One component of comprehensive health care reform that has been notably lacking from the drawn out legislative discussions is access to paid sick leave. In the US—the only industrial nation where workers are not guaranteed paid sick leave for short-term or long-term illnesses—39 percent of workers do not recieve paid sick days. A new briefing paper released today by the Institute for Women’s Policy Research (IWPR), which links the spread of the virulent H1N1 flu to a lack of paid sick days, makes a compelling case for why that should be changed.
“Employees who attended work while infected with H1N1 are estimated to have caused the infection of as many as 7 million coworkers,” said Pennsylvania State University Professor Robert Drago, one of the authors of Sick at Work: Infected Employees in the Workplace During the H1N1 Pandemic [PDF], in a statement accompanying its publication. Combing through data on rates of illness and work attendance from the US Centers for Disease Control and Prevention and the Bureau of Labor Statistics, Drago and his coauthor Kevin Miller found that, of the 26 million working Americans who may have been inflected with swine flu in 2009, nearly 8 million continued to work while they were infected. Although most government employees receive paid sick days, the majority of Americans work in the private sector where only three out of five workers have access to any paid time off when they are sick. “Workers without paid sick days must choose whether to go to work sick or lose pay, a choice that many can’t afford to make,” Miller noted.

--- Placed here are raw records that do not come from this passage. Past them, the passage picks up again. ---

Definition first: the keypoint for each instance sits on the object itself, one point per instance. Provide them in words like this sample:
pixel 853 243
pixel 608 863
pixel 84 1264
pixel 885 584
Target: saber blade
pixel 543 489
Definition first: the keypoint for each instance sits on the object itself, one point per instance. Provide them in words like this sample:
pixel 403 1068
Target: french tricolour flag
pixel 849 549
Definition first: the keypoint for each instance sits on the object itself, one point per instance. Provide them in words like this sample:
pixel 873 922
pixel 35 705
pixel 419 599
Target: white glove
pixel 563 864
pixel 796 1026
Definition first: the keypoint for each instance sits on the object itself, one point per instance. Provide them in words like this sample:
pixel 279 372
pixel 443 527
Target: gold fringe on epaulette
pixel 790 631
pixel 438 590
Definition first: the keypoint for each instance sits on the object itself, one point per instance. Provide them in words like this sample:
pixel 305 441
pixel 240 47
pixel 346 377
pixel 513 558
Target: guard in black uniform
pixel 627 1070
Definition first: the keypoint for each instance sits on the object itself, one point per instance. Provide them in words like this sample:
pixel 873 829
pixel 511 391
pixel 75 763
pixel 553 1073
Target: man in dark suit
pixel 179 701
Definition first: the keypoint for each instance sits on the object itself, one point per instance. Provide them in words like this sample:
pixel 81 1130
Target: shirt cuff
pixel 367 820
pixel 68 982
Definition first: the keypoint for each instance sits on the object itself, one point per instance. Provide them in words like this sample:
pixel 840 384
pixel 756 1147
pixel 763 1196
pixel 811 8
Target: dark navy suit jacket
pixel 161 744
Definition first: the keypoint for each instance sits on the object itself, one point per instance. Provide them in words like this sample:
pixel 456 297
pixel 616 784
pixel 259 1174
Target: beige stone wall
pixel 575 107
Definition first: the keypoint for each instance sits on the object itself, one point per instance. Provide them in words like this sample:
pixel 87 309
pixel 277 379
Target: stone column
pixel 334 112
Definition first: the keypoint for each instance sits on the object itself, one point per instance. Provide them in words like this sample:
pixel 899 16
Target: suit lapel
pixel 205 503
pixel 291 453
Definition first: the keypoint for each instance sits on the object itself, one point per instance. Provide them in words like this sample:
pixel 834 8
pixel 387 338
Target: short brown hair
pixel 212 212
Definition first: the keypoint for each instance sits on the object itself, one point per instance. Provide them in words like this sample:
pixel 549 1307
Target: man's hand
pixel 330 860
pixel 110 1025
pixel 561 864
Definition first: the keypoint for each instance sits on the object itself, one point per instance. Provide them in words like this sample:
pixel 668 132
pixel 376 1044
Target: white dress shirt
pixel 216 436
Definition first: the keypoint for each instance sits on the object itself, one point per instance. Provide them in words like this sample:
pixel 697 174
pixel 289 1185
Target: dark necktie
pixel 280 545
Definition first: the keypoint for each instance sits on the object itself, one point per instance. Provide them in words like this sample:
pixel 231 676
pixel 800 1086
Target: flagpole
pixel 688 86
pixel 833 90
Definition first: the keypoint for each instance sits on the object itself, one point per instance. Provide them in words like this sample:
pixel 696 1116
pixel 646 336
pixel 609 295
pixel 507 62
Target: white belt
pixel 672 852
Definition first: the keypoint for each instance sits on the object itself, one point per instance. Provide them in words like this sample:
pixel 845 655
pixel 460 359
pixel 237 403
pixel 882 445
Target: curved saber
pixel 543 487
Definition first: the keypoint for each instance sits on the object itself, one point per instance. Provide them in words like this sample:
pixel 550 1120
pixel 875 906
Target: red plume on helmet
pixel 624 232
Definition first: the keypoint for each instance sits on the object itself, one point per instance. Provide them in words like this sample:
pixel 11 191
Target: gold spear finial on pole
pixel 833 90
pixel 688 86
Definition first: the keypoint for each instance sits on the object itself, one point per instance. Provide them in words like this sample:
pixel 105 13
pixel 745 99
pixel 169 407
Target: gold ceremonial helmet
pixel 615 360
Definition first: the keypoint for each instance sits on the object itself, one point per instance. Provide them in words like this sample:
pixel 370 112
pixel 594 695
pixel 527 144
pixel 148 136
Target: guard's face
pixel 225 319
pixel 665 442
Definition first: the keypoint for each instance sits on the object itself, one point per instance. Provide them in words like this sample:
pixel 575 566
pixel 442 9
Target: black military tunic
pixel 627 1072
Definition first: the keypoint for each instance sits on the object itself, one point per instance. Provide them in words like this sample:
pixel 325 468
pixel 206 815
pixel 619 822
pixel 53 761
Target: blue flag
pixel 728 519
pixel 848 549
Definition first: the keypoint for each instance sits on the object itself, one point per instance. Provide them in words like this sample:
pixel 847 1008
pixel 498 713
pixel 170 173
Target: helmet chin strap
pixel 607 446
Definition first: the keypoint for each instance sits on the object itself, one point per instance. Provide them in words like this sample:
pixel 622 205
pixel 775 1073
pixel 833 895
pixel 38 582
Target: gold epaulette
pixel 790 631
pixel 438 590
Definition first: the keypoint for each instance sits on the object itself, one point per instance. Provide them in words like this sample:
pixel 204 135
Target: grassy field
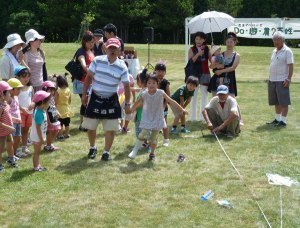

Presenteeism, attending work while ill, is an especially troubling phenomena in a time when climate change is likely to increase global outbreaks of infectious diseases. While passing a comprehensive climate bill is still the most important step Congress can take to prepare the US for climate change’s effects, the IWPR report also makes clear the need to make paid sick leave universal. One bill to do just that—the Healthy Families Act—was introduced by the late Sen. Ted Kennedy (D-Mass.) last May. Like the prospect of universal health care, which Kennedy championed his entire career, the paid sick leave bill is also languishing in congressional limbo.